Being here with her on the picturesque island she’d shared with her mother and sisters, he was beginning to understand a little about this woman who had captivated him for so long.
She’d grown up in an idyllic life, only to have it all ripped away in the blink of an eye, for no apparent reason, and never to be found again. He could tell she yearned for such an idyll again, but didn’t dare reach out for it. Hell, no wonder she didn’t trust—not him, not anyone. Because it seemed every time she’d let her guard down in the past and started to believe things could be good again, something or someone always came along and took it away.
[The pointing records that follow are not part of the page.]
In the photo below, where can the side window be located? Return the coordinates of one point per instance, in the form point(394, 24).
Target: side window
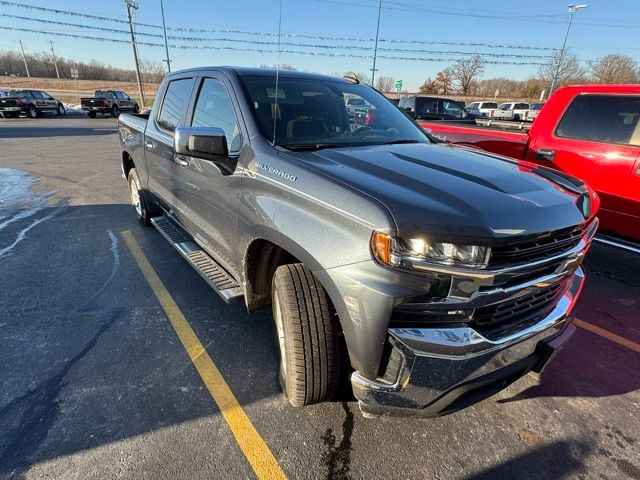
point(214, 109)
point(174, 103)
point(602, 118)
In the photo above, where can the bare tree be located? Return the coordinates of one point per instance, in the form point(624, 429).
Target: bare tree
point(614, 68)
point(385, 84)
point(443, 81)
point(570, 71)
point(466, 72)
point(429, 86)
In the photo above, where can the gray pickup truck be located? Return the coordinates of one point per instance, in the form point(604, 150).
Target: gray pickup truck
point(433, 275)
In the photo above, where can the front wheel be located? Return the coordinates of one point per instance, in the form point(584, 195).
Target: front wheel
point(307, 334)
point(136, 196)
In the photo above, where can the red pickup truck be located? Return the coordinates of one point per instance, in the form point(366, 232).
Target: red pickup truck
point(589, 131)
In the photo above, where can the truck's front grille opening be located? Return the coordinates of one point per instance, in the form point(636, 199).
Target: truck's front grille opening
point(492, 320)
point(538, 248)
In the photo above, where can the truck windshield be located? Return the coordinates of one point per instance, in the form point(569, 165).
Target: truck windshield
point(313, 114)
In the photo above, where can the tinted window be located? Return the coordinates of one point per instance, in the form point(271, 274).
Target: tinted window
point(214, 109)
point(312, 113)
point(174, 103)
point(602, 118)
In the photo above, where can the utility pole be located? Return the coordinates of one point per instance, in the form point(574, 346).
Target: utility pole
point(24, 59)
point(166, 45)
point(375, 49)
point(572, 11)
point(130, 4)
point(55, 62)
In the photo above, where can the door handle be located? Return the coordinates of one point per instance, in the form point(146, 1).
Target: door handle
point(545, 154)
point(180, 160)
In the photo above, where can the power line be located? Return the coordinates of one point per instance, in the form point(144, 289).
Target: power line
point(257, 50)
point(256, 33)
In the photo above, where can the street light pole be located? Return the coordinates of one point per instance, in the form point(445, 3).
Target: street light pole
point(572, 11)
point(131, 4)
point(375, 49)
point(166, 45)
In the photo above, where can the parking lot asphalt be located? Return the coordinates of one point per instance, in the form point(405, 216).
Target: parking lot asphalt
point(97, 384)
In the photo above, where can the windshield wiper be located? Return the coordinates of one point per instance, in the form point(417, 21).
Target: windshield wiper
point(299, 147)
point(398, 142)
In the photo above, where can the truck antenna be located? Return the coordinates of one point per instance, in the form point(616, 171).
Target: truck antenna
point(275, 106)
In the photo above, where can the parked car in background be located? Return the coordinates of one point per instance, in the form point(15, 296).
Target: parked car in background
point(434, 108)
point(109, 102)
point(33, 103)
point(589, 131)
point(358, 110)
point(511, 111)
point(534, 110)
point(482, 109)
point(430, 276)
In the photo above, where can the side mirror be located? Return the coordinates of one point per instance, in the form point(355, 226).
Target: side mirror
point(208, 143)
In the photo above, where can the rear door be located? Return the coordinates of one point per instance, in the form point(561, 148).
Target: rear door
point(211, 194)
point(164, 181)
point(597, 139)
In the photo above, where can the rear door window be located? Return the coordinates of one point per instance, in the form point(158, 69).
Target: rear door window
point(214, 109)
point(174, 103)
point(602, 118)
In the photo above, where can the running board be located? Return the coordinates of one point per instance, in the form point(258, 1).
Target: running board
point(216, 276)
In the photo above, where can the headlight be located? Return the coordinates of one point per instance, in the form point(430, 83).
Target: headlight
point(392, 251)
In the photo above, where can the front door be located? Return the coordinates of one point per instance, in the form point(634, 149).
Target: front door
point(596, 140)
point(164, 181)
point(211, 193)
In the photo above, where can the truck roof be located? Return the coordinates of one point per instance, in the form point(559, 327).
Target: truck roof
point(263, 72)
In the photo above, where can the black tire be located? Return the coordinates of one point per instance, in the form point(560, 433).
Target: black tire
point(139, 203)
point(32, 111)
point(307, 336)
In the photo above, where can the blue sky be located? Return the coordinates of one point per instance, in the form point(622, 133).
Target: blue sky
point(604, 27)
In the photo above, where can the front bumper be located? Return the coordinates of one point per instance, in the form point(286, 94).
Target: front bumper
point(442, 370)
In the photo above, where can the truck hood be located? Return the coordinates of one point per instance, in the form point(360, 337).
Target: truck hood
point(450, 192)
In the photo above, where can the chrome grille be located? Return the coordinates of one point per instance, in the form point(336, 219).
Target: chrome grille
point(538, 248)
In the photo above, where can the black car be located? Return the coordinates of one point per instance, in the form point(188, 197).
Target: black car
point(435, 108)
point(33, 103)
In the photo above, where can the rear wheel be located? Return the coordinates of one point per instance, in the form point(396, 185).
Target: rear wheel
point(307, 335)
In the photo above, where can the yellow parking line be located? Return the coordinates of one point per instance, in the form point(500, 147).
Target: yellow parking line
point(607, 334)
point(253, 446)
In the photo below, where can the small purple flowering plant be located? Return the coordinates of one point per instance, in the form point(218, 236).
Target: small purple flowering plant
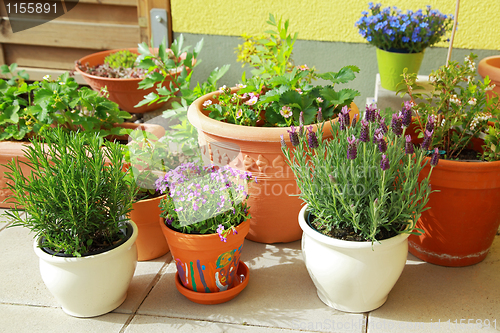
point(390, 29)
point(204, 200)
point(365, 179)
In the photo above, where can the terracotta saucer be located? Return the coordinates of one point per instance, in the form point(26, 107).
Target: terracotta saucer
point(219, 297)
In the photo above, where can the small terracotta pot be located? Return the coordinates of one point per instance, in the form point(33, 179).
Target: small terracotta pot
point(256, 149)
point(490, 66)
point(204, 263)
point(464, 215)
point(14, 149)
point(124, 92)
point(151, 242)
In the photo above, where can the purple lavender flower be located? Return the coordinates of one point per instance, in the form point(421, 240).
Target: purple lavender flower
point(365, 131)
point(430, 123)
point(435, 157)
point(352, 148)
point(409, 145)
point(320, 115)
point(406, 112)
point(427, 140)
point(397, 124)
point(384, 162)
point(294, 137)
point(370, 112)
point(344, 118)
point(312, 140)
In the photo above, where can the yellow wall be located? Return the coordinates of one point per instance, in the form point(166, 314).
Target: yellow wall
point(328, 20)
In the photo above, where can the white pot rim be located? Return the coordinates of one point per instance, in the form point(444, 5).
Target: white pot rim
point(343, 243)
point(101, 256)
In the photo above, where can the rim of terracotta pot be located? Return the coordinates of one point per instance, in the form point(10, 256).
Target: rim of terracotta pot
point(199, 118)
point(365, 245)
point(103, 54)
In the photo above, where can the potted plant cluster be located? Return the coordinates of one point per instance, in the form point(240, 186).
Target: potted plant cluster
point(239, 126)
point(128, 86)
point(362, 200)
point(76, 198)
point(401, 38)
point(26, 109)
point(465, 212)
point(149, 157)
point(205, 216)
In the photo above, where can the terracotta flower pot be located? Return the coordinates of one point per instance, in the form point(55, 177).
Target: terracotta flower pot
point(490, 66)
point(14, 149)
point(151, 242)
point(206, 264)
point(464, 216)
point(124, 92)
point(256, 149)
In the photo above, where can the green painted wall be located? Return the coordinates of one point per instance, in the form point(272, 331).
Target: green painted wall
point(328, 39)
First her mother, then her family, her home, and her childhood, then a sister who’d died. And now her father.
Kyle could kill Sean Emerich with his bare hands for doing this to Genie. He’d bet a year’s pay it was Emerich who’d taken her father today. And two years’ pay that it had also been Emerich who’d taken her sister’s life at the warehouse, even if Becca had been a willing accomplice beforehand.
As Genie turned toward the walkway to the quaint little house in the woods, he didn’t see the beautiful enticing woman she was, he saw the child she must have been, happy and carefree with the whole world in front of her. Before it all came crashing down.
He looked away, suddenly certain that all of this—the house, her childhood memories, everything that had happened to her was making him soften toward her. But damn it, he didn’t want to see her that way! He didn’t want to understand what drove her. Because when he did, he felt the insidious need rise within him to protect and take care of her, to touch and comfort her, to help her stop looking as if her heart were breaking.